Keywords: graph algorithms, data integration, cellular networks, protein–protein interactions, transcriptional regulatory networks, network modularity


    INTRODUCTION
 TOP
 ABSTRACT
 INTRODUCTION
 CHARACTERIZATION OF NETWORK...
 GRAPH ANALYSIS OF INTERACTION...
 NETWORK DECOMPOSITION INTO...
 CURRENT CHALLENGES AND FUTURE...
 CONCLUSION
 FOOTNOTES
 References
 
Recent advances in large-scale experimental technologies have resulted in an accumulation of experimental data that reflect the interplay between biomolecules on a global scale. Due to the complexity of the control mechanisms involved, and the large number of possible interactions, there is a great need for computer-assisted tools to manage, query and interpret the experimental observations with formal network models. In their most basic abstraction level, cellular networks can be represented as mathematical graphs, using nodes to represent cellular components, and edges to represent their various types of interactions [1]. For instance, protein–protein interaction (PPI) networks are conveniently modelled by undirected graphs, where the nodes are proteins and two nodes are connected by an undirected edge if the corresponding proteins physically bind. In contrast, transcriptional regulatory networks can be modelled as directed weighted graphs, where the weights of directed edges capture the degree of the regulatory effect of the transcription factors (source nodes) to their regulated genes (sink nodes). Metabolic networks generally require more complex representations, such as hypergraphs, as reactions in metabolic networks generally convert multiple reaction inputs into multiple outputs with the help of other components. An alternative, reduced representation for a metabolic network, is a weighted bipartite graph, where two types of nodes are used to represent reactions and compounds, respectively, and the edges connect nodes of different types, representing either substrate or product relationships.

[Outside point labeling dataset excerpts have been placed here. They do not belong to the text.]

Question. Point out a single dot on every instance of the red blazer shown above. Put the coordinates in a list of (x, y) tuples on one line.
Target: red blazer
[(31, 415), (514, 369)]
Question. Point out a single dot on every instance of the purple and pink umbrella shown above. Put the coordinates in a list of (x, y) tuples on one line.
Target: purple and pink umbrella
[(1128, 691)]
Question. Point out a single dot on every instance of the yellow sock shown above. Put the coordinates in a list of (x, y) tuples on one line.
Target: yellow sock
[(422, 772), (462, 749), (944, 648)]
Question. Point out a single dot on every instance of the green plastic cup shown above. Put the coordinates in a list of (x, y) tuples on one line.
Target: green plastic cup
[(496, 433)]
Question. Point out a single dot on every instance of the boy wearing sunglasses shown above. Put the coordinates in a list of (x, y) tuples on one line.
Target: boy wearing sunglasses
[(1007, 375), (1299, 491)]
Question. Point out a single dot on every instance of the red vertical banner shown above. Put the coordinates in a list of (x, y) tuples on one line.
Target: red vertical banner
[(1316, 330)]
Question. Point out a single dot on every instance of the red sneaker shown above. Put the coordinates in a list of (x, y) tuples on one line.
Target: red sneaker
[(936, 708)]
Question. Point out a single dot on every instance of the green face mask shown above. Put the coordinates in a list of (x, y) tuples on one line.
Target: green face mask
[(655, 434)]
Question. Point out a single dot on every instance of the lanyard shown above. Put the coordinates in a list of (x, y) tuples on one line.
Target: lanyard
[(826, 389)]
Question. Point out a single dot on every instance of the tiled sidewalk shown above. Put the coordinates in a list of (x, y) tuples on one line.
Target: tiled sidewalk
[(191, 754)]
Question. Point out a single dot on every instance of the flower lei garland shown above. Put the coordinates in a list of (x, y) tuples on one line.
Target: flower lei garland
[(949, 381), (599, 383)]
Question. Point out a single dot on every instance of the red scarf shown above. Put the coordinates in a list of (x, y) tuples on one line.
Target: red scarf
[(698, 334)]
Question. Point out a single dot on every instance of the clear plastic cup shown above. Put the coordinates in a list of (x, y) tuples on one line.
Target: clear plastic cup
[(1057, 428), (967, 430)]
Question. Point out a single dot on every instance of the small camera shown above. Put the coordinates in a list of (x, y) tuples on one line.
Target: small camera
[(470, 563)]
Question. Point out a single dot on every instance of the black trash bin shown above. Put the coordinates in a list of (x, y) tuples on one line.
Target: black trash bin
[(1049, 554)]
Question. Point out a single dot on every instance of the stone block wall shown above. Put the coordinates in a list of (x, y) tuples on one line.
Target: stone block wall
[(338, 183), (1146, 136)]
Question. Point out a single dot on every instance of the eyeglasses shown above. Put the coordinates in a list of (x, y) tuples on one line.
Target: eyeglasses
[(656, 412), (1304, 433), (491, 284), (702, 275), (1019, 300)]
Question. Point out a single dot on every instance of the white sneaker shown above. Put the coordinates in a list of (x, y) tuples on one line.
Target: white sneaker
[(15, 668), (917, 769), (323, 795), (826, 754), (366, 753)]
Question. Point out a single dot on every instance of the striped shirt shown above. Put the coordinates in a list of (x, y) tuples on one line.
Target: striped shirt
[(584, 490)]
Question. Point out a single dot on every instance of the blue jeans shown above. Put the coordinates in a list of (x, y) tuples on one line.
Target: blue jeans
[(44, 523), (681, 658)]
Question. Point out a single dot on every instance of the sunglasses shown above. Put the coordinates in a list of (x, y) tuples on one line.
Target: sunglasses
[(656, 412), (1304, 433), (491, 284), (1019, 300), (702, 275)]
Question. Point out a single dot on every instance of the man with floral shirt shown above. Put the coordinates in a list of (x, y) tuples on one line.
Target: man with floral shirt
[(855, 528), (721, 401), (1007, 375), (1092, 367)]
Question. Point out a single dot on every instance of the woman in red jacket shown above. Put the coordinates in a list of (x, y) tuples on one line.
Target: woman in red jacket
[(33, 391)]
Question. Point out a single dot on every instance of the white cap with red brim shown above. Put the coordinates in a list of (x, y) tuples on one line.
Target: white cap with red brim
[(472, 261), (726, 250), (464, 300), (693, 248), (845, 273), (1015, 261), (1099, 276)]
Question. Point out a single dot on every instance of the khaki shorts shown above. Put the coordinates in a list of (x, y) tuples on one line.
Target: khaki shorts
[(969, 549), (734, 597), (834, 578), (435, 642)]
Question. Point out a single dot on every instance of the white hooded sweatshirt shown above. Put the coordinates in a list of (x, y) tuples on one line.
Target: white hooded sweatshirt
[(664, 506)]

The representation of complex cellular networks as graphs has made it possible to systematically investigate the topology and function of these networks using well-understood graph-theoretical concepts that can be used to predict the structural and dynamical properties of the underlying network. Such predictions can suggest new biological hypotheses regarding, for instance, unexplored new interactions of the global network or the function of individual cellular components that are testable with subsequent experimentation. Even a simplistic dynamical system originating from small Boolean network models, where nodes represent discrete biological entities (i.e. mRNA or protein), that can be thought to be either on or off and edges their Boolean relationships (‘genotypes’), can give rise to a multitude of designable dynamical outputs (‘phenotypes’) [2]. Mathematical modelling also enables an iterative process of network reconstruction, where model simulations and predictions are closely coupled with new experiments chosen systematically to maximize their information content for subsequent model adjustments, providing increasingly more accurate descriptions of the network properties [3]. The topological relations underlying graph-based methods can also convey structure to putative pathways. This helps avoiding approaches that test many known sets of molecules without causal interactions [4]. Furthermore, graph formalisms may provide powerful tools for ‘omics’ data integration to address fundamental biological questions at the systems level [5*].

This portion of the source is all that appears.